Since the lien in question arises directly from the negligence of the tortfeasor, the hospital is entitled to recover from the patient’s cause of action against the tortfeasor. OCGA § 44-14-470 (b). See also Holland v. State Farm Mut. Auto. Ins. Co., 236 Ga. App. 832 (1) (513 SE2d 48) (1999) (hospital lien may attach to cause of action against tortfeasor’s insurer).3 If a valid hospital lien is paid by the tortfeasor’s liability carrier,4 then the amount the insured receives is less than he would have received otherwise. Given the remedial purpose of the UM statute, it follows that the insured would be entitled to receive from his UM carrier the difference between his UM policy limit and the funds he actually received from the tortfeasor’s carrier after payment of the hospital lien. For example, in the absence of a valid hospital lien, there is no question appellee could recover $100,000 — $25,000 from the tortfeasor’s insurer and $75,000 from appellant’s UM carrier. However, because appellee was treated for injuries suffered in the accident, the hospital sought a lien pursuant to the hospital lien statute and received payment from the tortfeasor’s liability carrier, the majority opinion effectively penalizes appellee by limiting his potential recovery to approximately $90,782.34. In this case, such a result is not in keeping with the legislative purpose of the UM statute to protect innocent drivers from irresponsible motorists and, as such, I cannot join the majority’s opinion. Accordingly, I would affirm the decision of the Court of Appeals.

I am authorized to state that Chief Justice Hunstein joins in this dissent.

*322Decided November 30, 2010 Reconsideration denied December 14, 2010. Harper, Waldon & Craig, Thomas D. Harper, Kimberly A. McNamara, for appellant.
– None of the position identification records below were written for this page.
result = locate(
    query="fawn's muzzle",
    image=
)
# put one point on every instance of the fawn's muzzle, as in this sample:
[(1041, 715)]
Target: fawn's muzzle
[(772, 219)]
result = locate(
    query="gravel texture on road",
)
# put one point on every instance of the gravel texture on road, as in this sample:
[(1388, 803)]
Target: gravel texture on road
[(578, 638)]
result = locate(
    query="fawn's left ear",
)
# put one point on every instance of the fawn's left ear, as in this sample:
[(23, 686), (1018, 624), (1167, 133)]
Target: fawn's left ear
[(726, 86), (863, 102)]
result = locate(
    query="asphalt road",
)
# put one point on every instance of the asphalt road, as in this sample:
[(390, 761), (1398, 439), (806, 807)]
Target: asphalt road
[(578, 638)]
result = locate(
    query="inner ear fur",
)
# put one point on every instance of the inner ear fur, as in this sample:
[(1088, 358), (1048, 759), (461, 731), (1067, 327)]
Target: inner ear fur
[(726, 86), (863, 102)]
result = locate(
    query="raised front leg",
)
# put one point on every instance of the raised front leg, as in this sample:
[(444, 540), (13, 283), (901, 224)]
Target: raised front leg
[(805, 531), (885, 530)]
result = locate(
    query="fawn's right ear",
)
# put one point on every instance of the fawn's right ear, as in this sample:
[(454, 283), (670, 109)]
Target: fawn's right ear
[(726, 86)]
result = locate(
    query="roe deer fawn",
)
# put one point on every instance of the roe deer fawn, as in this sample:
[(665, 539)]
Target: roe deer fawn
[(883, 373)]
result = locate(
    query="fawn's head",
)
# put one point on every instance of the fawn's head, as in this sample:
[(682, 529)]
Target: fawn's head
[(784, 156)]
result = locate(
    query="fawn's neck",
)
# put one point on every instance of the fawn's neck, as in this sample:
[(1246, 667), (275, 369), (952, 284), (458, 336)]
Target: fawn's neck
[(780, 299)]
Chambers, Aholt & Rickard, Clyde E. Rickard III, Downey & Cleveland, Lauren R. Kruck, Rodney S. Shockley, Bryan M. Pulliam, Ryan A. Johnson, Sharon W. Ware, Jane N Wilkes, Carlock, Copeland & Stair, William M. Cheves, Jr., for appellee. Wallace Miller III, Fulcher & Hagler, Sonja R. Tate, Turkheimer & Hadden, John D. Hadden, Robertson, Bodoh & Nasrallah, Mathew G. Nasrallah, amici curiae.

Note that Holland, supra, is distinguishable from the instant case inasmuch as the injured party did not seek payment from his UM carrier and the Court of Appeals did not consider what, if any, effect of the hospital lien’s payment by the tortfeasor’s insurer had on available coverages under the UM statute.

There is no statutory or other requirement that the hospital lien must be paid by the tortfeasor or the tortfeasor’s liability carrier. A hospital lien may also be paid from UM proceeds. See Chatham County Hosp. Auth. v. Barnes, 226 Ga. 508 (175 SE2d 854) (1970) (a hospital debt arising out of an auto accident may be paid from UM funds).